Another thing that is worth to note that the pot-to-invested rate is nearly constant and equals 22.5%. This makes sense because as we’ll see below, most of the players prefer team Snek, where only 20% of invested ETH goes to the pot.

The number of players correlates neatly with the growth of transaction volume. Additionally, it correlates with the number of transactions made, and the transactions-per-player rate is mostly in the range of 1.5 and 3.

Here’s the distribution of invested ETH by each team. As noted above, most of the money goes to the Snek team. The percentage of Ether invested as Snek team is stable and equals to 88.5%, except for the first few days, where it grew from 59% to 85% in about 10 days. As for other teams, they are almost equally split at about 3-4%.
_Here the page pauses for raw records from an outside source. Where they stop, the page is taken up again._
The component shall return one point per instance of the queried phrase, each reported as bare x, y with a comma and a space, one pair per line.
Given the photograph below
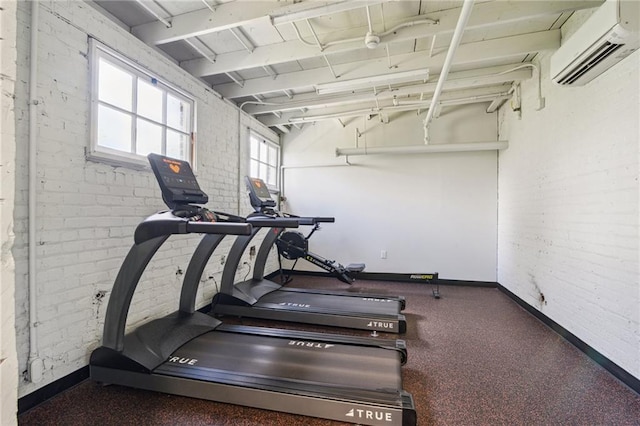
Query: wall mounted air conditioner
608, 36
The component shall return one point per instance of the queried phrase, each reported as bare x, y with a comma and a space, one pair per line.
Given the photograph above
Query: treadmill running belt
296, 362
282, 299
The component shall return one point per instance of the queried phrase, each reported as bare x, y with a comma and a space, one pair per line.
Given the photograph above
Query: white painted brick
88, 211
569, 208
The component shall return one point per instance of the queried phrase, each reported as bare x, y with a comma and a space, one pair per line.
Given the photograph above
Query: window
134, 113
264, 158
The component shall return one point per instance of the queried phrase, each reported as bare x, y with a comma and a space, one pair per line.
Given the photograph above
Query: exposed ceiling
274, 58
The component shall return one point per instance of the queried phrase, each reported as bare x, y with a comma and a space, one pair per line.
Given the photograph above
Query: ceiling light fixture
371, 40
372, 81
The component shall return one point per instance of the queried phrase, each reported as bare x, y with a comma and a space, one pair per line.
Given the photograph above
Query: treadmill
350, 379
258, 297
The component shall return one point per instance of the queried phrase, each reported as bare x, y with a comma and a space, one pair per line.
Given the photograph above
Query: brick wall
88, 211
8, 356
569, 207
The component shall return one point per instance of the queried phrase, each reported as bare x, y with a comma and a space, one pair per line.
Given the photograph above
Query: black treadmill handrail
310, 220
166, 223
205, 250
149, 236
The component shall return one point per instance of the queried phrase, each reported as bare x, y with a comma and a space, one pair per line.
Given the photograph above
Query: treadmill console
259, 194
177, 181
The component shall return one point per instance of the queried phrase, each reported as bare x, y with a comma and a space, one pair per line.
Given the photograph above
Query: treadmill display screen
259, 193
260, 188
177, 181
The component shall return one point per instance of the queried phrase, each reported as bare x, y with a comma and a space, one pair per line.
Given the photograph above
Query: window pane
262, 171
273, 156
177, 145
148, 138
115, 86
255, 151
263, 151
271, 176
114, 129
178, 113
149, 101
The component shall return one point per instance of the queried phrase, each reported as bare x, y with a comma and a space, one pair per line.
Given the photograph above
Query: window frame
270, 144
100, 153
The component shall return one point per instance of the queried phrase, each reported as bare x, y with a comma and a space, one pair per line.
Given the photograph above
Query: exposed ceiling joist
476, 95
483, 51
456, 81
236, 14
485, 15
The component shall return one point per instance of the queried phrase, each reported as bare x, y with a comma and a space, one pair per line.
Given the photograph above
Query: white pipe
455, 41
34, 363
424, 149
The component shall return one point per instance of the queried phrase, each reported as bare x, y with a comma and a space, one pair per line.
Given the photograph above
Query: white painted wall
569, 207
88, 211
430, 212
8, 355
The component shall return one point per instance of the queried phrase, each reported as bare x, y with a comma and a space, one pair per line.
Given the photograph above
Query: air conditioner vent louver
594, 59
608, 36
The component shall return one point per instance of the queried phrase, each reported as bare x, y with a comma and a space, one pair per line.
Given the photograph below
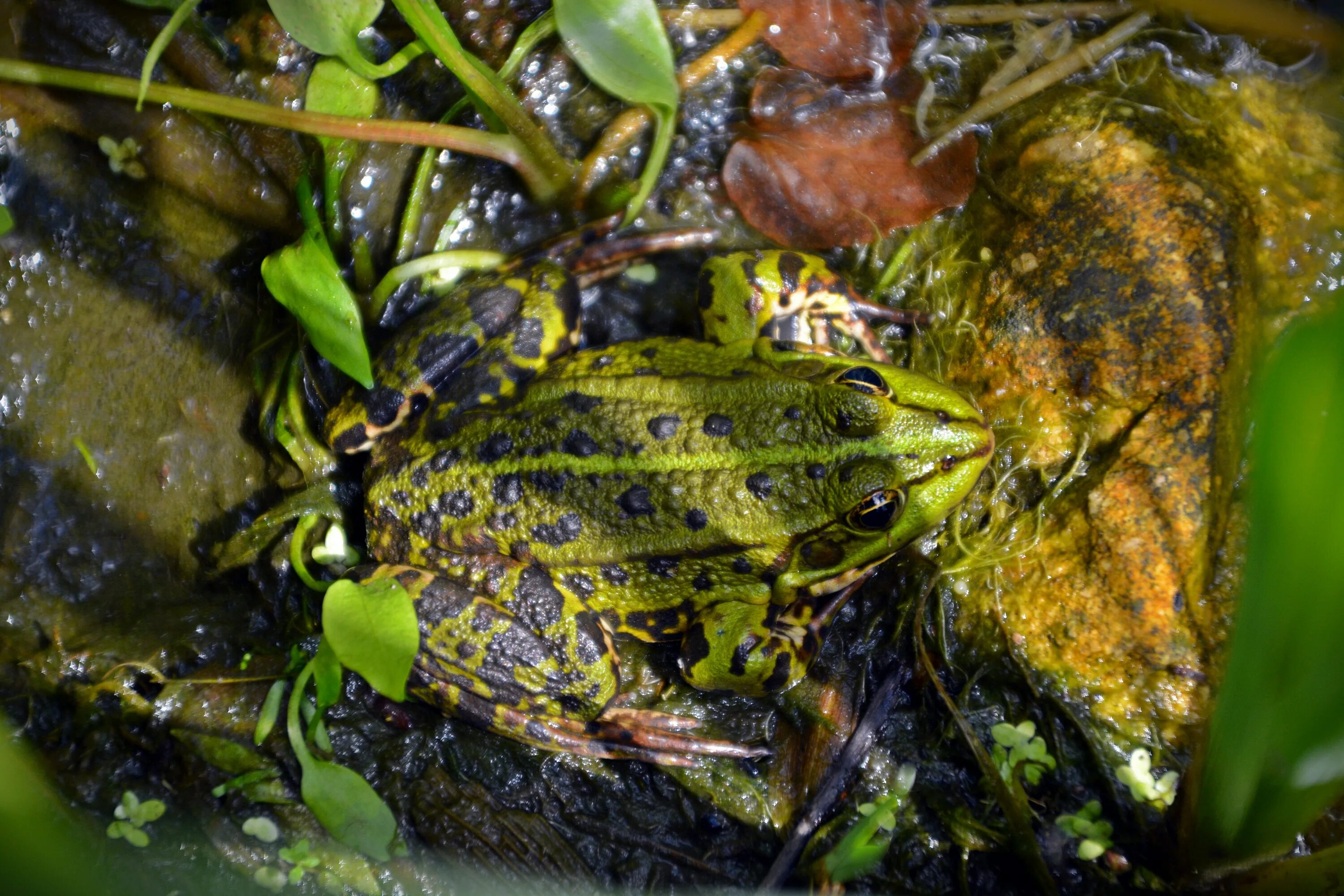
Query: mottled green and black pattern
476, 347
715, 493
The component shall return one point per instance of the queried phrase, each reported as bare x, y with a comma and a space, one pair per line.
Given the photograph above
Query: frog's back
656, 476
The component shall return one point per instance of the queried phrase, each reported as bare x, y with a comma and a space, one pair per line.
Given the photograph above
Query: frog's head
912, 450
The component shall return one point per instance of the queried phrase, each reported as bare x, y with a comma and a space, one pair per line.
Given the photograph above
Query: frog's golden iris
539, 500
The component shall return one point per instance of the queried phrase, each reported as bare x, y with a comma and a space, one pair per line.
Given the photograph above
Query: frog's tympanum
725, 493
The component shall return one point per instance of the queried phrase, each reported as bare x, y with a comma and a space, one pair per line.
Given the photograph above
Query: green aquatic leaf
623, 47
128, 832
181, 14
1276, 747
248, 546
335, 90
374, 632
863, 848
349, 808
327, 676
269, 712
331, 29
346, 805
304, 279
248, 782
263, 829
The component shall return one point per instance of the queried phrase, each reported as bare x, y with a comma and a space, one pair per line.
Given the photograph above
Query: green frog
726, 493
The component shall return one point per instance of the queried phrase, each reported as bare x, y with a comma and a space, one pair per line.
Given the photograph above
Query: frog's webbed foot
627, 737
791, 296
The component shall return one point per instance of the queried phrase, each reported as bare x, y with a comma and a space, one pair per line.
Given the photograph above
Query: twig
956, 15
504, 148
838, 778
631, 124
702, 19
999, 13
1084, 57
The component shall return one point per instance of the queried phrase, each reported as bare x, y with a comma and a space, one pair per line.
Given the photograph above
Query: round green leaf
374, 632
327, 27
621, 46
349, 808
304, 279
327, 675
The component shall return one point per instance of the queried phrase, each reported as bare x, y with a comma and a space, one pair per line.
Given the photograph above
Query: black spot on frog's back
457, 504
527, 338
664, 426
695, 646
636, 501
791, 265
537, 601
441, 354
580, 444
718, 425
705, 289
507, 489
382, 404
564, 531
615, 574
580, 402
495, 448
760, 485
494, 306
663, 567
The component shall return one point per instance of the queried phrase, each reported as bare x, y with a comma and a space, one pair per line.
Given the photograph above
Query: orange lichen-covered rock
1113, 320
1133, 275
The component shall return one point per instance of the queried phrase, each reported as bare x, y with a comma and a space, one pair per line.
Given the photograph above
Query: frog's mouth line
846, 579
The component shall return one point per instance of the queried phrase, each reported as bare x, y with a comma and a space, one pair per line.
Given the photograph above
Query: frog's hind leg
503, 328
760, 649
537, 667
750, 295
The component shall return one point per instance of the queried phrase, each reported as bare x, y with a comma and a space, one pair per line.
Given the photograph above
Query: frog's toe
650, 718
601, 739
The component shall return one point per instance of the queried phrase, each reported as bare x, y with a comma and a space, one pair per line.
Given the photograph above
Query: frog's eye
878, 511
865, 379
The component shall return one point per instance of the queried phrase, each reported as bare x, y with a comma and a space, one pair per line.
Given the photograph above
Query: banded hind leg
474, 347
535, 665
760, 649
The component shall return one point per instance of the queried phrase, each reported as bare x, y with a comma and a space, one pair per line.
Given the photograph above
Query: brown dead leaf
828, 167
843, 38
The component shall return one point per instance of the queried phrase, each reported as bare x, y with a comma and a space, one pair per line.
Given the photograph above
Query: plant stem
1084, 57
296, 552
428, 22
463, 258
506, 148
1000, 13
160, 43
296, 732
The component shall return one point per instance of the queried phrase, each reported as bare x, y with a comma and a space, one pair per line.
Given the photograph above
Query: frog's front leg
744, 296
535, 665
475, 346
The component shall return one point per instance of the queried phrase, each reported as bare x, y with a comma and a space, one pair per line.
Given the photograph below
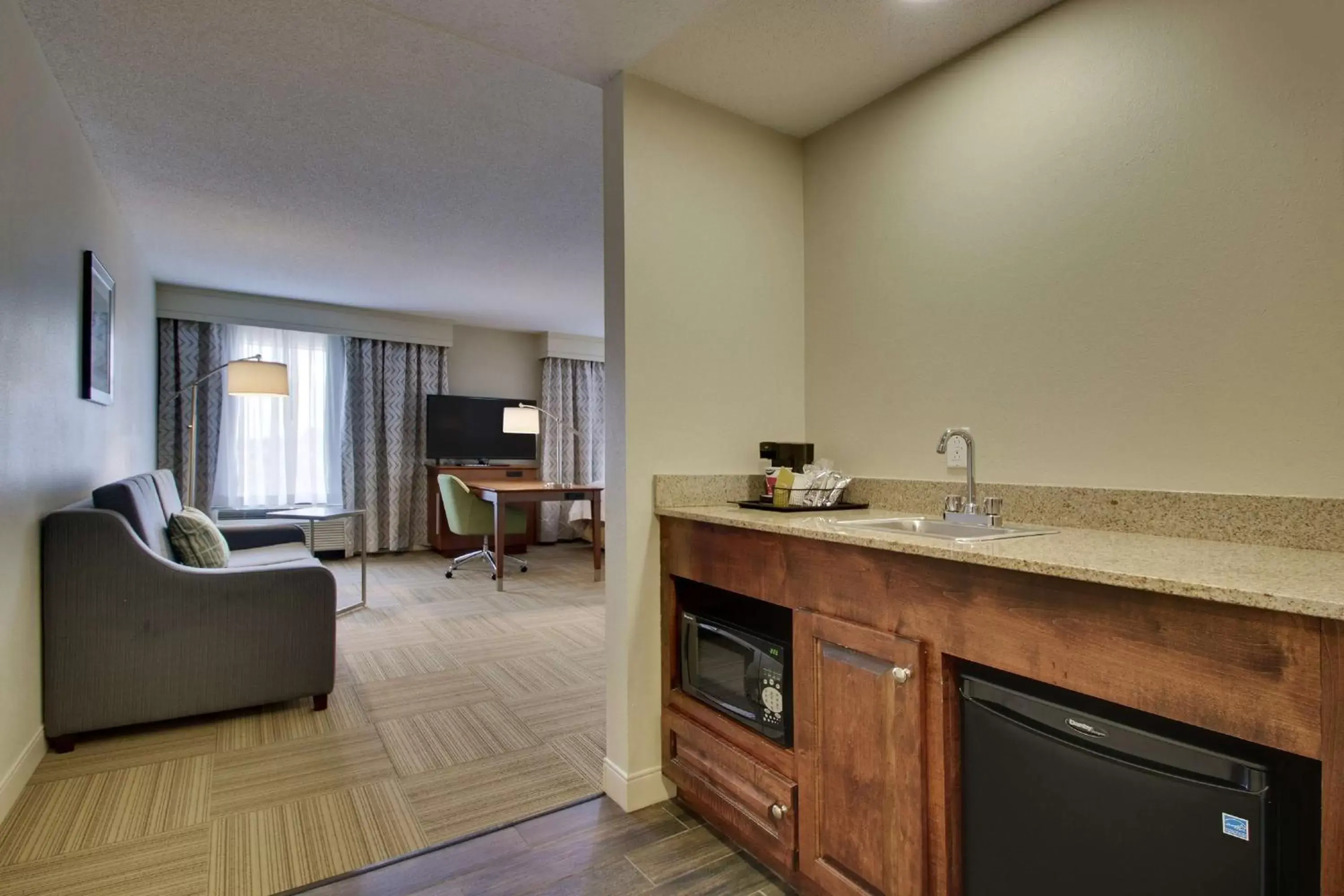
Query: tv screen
472, 429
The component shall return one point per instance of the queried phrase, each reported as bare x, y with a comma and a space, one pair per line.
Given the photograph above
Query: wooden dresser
448, 544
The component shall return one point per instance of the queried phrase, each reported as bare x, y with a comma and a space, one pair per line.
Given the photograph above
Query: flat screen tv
461, 428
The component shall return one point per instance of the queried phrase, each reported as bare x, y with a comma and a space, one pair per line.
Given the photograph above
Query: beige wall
1111, 242
494, 363
705, 353
54, 448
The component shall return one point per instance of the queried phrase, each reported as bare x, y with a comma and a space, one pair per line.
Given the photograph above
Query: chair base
487, 555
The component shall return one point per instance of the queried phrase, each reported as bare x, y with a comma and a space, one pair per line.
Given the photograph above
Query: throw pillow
198, 540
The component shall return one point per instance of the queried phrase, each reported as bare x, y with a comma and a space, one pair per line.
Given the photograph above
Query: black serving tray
799, 508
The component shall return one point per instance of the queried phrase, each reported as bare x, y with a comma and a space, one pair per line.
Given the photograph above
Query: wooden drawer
732, 790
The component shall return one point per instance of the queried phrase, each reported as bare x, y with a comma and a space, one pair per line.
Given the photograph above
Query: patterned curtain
187, 351
383, 440
572, 392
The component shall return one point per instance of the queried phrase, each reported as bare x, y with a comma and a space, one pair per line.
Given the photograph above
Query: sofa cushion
168, 495
138, 500
268, 555
198, 540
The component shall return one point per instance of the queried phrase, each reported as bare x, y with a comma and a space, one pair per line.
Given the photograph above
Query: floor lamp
246, 377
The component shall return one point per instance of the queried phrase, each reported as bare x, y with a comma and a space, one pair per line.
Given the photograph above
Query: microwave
741, 673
The distribution of method calls is also quite interesting. For the first 30 days, people invested and withdrew almost equally. Then, there are mostly buys and reinvests.

It’s worth to note that this graph is based on the number of transactions, not the ETH spent/received. It means that 1 withdraw can be equal to 10 or even 100 buys in terms of ETH volume.


The question everyone asks is “Will it ever ends?” Most likely, yes. Unlike closed systems used in game theory, F3D is a real-world application. In the real world, nothing is perfect: neither the code itself, nor platforms, nor human behavior. There might be an exploit in the contract, either intentional or accidental. The miners can collude. Someone can try to DDOS Ethereum while being the last person to buy a key. Finally, people can simply fail to buy a key, which will stop the whole thing (although with an ever-increasing prize this seems unlikely!). There is a whole range of options, from the nonsensical to something more feasible, but it requires only one outcome to stop it entirely. Basically, the shutdown of F3D is a Black Swan event.

Of course, even if nothing of that will work out, it will stop anyway. The reason is that F3D is locking part of the total Ether supply. The price of keys constantly grows. At some point in time, the mining rewards will be smaller than the cost of the keys required to keep the game live. From then, the supply of ETH that is not locked will slowly go down to zero. Thus Fomo3D can’t run for eternity even in theory.

One interesting idea that was proposed is to create some kind of smart contract from which funds can be spent only on the game. If the game will be won by this contract, the funds will be unlocked. One needs to send a few thousands of Ether to this contract and tell everyone else about it. That way, anyone will be able to validate that there is a commitment by someone to spend a lot of money and they will less likely to compete for the prize. This idea might work, but it also requires locking a lot of money which is risky.

Then, someone might ask “When it will end?” and “What will likely be the reason for the shutdown?” That’s harder to answer. Personally, I think that the answer to “when” is this year or maybe even next month.

No matter how long it will be live, it is indeed an interesting experiment.